Many people suggest that the Father forsook the Son in the darkest moment, because He could not bear to see the sin of the world piled onto His Son. “He who knew no sin, became sin for us” (2 Corinthians 5:21).
This common interpretation has many difficulties with it, to say the least. Perhaps Jesus intended something else, something far more significant and more powerful, as He cried “My God, My God, why have You forsaken Me?”
The plea quotes Psalm 22:1. These are the precise words that open that extraordinary Psalm. It’s extraordinary because in the Psalm, verses 6-18 describe the crucifixion to a tee, including “They divide my garments among them, and for my clothing they cast lots.” It’s as though the Psalmist looked down through history and saw Jesus. Inspiration sometimes works that way.
But we may not realize that Psalm 22 is just the first Psalm in a trilogy. Psalms 22, 23, and 24 form a single unit. They go together. They tell a single story.
Psalm 22 is the Psalm of despair. We can all identify with the pain and fear that the Psalmist expresses.
Psalm 23 (“The Lord is my Shepherd, I shall not want…. Even though I walk through the valley of the shadow of death, I will fear no evil….”) is the Psalm of hope. It describes the quiet confidence that emerges from the ashes of Psalm 22 when we trust the Shepherd.

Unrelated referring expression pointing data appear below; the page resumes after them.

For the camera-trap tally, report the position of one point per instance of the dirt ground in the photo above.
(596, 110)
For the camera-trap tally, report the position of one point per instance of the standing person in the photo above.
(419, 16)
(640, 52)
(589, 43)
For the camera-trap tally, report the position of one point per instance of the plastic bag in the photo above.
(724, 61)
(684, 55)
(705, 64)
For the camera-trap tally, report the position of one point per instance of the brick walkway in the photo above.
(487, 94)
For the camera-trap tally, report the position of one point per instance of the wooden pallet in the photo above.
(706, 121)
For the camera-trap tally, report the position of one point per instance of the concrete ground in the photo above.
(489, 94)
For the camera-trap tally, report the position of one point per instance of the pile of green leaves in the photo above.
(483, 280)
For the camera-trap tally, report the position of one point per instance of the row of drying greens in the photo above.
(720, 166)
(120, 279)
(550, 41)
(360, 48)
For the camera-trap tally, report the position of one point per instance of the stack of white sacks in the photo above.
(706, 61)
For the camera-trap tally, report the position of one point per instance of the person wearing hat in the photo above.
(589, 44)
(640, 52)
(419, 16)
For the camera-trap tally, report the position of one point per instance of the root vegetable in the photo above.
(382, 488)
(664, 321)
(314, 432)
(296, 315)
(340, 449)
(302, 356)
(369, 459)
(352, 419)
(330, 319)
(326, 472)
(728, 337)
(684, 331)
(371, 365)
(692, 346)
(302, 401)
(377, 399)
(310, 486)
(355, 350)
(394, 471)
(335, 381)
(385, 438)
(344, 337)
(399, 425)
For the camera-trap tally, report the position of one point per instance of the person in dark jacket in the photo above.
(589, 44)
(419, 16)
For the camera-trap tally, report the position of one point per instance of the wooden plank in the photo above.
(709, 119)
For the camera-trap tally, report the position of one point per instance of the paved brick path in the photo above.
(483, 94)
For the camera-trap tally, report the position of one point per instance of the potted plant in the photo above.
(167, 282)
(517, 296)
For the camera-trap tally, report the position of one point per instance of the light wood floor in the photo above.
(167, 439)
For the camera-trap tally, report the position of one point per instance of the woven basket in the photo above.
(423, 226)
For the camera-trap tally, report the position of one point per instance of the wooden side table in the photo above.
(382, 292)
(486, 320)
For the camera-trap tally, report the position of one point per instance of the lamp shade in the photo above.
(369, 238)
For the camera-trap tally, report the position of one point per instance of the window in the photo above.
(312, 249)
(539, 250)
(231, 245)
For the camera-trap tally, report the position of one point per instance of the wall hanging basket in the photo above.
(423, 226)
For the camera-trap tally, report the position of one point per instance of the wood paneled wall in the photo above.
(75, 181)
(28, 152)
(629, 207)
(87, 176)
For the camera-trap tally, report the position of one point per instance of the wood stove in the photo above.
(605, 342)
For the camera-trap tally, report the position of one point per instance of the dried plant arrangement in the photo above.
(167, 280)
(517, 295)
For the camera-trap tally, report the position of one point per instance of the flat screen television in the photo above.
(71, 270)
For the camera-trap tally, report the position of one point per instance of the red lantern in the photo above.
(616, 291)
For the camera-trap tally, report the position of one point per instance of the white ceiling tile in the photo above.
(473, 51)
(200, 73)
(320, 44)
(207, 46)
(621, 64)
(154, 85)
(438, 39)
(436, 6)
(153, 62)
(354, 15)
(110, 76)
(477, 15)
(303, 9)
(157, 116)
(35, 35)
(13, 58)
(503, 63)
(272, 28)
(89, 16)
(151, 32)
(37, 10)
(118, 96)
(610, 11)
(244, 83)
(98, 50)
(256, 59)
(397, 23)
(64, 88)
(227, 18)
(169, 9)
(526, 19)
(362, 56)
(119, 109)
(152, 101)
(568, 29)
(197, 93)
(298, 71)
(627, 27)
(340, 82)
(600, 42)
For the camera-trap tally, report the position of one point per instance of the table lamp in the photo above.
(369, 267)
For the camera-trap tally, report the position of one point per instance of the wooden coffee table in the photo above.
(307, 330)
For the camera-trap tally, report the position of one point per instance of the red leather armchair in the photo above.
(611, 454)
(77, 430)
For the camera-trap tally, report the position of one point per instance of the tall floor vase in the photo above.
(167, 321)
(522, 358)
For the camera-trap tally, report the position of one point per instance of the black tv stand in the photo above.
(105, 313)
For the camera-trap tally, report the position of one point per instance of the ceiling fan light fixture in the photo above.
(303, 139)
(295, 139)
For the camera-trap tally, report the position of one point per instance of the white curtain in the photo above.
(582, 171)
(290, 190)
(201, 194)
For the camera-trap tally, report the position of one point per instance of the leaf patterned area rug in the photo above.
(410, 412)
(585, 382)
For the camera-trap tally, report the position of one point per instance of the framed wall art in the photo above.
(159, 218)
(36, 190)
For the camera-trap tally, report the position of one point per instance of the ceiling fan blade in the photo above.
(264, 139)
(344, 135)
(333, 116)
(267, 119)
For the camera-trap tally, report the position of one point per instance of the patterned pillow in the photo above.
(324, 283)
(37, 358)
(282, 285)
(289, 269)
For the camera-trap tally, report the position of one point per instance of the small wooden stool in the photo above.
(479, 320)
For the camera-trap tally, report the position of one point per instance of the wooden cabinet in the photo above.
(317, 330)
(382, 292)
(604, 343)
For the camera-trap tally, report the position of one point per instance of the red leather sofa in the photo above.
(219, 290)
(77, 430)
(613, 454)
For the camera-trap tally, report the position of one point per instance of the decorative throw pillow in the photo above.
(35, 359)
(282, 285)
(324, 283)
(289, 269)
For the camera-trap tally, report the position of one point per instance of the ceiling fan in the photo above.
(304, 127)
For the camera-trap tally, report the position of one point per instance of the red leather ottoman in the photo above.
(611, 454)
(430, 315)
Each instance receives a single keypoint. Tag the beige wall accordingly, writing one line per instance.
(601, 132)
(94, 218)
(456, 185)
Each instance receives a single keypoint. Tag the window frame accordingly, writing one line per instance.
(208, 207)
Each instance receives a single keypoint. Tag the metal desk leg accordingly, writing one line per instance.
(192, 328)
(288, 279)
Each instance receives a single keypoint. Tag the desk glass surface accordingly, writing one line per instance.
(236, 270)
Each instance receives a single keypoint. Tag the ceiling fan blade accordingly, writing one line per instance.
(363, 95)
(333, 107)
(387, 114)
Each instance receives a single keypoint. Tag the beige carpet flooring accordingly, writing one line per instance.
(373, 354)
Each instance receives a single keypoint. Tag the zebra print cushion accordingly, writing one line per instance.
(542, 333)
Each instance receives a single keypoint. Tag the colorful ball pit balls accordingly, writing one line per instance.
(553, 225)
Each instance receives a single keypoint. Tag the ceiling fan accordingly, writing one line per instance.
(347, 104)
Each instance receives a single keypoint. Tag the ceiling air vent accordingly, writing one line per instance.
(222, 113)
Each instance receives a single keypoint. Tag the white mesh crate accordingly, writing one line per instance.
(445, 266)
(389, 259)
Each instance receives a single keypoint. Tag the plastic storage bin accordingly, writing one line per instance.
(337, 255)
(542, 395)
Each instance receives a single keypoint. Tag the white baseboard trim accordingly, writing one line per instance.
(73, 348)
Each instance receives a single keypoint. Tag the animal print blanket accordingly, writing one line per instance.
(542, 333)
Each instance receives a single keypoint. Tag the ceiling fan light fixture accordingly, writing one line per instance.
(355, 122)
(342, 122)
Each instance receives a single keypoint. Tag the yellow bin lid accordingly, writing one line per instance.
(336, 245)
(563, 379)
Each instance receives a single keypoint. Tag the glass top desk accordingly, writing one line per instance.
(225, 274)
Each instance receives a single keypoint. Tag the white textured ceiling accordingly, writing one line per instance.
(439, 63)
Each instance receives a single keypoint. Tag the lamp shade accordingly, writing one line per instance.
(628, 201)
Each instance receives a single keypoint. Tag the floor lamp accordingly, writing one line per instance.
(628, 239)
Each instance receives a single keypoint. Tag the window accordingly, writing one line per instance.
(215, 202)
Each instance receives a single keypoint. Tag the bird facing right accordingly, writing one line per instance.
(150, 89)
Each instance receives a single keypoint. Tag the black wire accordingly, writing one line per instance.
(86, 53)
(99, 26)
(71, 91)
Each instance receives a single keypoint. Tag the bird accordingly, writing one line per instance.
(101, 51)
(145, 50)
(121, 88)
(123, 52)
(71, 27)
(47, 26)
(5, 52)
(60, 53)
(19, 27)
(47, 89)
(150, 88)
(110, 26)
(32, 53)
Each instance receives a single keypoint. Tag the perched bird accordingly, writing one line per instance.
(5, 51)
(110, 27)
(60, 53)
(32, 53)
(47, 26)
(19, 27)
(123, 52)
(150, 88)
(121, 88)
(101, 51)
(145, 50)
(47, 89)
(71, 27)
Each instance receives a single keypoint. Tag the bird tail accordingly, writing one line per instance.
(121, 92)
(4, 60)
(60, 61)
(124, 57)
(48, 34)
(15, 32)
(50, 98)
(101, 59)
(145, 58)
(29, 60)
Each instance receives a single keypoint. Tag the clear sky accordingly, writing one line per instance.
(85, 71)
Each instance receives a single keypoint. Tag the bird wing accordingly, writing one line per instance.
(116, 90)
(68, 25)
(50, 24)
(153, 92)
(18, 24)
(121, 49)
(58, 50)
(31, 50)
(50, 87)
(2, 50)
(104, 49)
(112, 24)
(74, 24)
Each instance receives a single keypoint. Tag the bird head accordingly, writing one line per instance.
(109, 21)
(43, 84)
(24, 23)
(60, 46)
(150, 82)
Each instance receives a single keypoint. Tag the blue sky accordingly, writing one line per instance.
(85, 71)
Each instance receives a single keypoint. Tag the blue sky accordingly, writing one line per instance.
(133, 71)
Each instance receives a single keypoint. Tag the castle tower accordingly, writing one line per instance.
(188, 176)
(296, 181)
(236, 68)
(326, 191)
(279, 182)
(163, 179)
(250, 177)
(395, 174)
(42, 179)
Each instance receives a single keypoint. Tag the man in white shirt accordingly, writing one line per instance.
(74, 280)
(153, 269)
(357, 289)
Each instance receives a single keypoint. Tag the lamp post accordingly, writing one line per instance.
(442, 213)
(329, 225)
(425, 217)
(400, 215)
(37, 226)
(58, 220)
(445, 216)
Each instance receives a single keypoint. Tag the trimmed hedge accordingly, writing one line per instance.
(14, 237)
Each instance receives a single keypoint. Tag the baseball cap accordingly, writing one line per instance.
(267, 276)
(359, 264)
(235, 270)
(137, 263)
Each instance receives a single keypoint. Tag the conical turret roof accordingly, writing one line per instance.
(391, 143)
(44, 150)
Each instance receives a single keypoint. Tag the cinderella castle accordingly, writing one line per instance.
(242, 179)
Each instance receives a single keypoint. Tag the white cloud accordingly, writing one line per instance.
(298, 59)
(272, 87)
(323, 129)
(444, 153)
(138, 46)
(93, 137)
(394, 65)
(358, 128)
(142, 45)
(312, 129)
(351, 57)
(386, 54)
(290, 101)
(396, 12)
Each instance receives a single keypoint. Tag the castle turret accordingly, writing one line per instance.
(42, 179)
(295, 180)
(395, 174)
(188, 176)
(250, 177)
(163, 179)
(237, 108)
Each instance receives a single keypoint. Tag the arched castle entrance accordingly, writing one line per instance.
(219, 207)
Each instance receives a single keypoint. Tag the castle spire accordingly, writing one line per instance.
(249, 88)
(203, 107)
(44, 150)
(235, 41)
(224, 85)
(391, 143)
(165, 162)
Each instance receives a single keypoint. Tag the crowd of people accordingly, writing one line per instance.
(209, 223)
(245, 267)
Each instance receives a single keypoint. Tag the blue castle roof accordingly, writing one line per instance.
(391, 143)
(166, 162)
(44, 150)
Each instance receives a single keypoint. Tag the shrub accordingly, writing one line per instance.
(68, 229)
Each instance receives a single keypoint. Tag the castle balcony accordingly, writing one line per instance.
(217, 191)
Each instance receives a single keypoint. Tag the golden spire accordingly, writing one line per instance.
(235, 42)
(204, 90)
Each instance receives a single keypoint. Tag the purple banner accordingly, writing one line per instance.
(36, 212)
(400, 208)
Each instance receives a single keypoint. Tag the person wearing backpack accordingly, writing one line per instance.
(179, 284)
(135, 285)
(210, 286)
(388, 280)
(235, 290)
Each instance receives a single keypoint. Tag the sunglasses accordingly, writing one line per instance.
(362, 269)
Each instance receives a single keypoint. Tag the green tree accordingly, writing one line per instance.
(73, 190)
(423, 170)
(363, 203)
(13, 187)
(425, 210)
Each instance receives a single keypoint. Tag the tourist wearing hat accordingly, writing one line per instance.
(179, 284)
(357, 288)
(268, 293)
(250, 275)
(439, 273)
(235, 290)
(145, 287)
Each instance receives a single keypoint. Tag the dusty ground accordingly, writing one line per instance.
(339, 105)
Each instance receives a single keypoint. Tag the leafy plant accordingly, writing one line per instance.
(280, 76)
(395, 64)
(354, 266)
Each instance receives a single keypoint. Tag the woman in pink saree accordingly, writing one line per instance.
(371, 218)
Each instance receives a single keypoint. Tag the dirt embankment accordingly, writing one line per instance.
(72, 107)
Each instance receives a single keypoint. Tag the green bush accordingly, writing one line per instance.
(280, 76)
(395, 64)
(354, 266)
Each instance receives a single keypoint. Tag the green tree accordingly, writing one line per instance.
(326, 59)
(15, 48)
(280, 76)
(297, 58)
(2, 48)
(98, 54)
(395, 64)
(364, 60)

Psalm 24 declares the unstoppable and irresistible coming of the King of Glory!
The trilogy, from start to end, portrays the pathway from despair to hope to triumph. The Lord of Hosts, the King of Glory is coming!
As Jesus hangs on the cross, about to breathe His last, he utters the cry of Psalm 22. Is He declaring some kind of perceived (or real) abandonment in his hour of deepest need? We might hope God never feels that way about us! Or, as I suspect, perhaps Jesus was using code-language that His disciples would later understand; language to reassure them that even in the darkest of moments, the story is not yet finished. The King of Glory is coming. Take heart.
What sounds like a statement of defeat may, in fact, be a hint at victory! Jesus winks, as death rushes towards Him.
Perhaps the statement also inspires us to similar confidence. No matter how grim this moment may seem or how alone we may feel, the King of Glory is coming. The ancient doors will be opened, the strongholds will be defeated, and the Lord will deliver us.
This Holy Week, we are the people traveling from Psalm 22 to Psalm 24.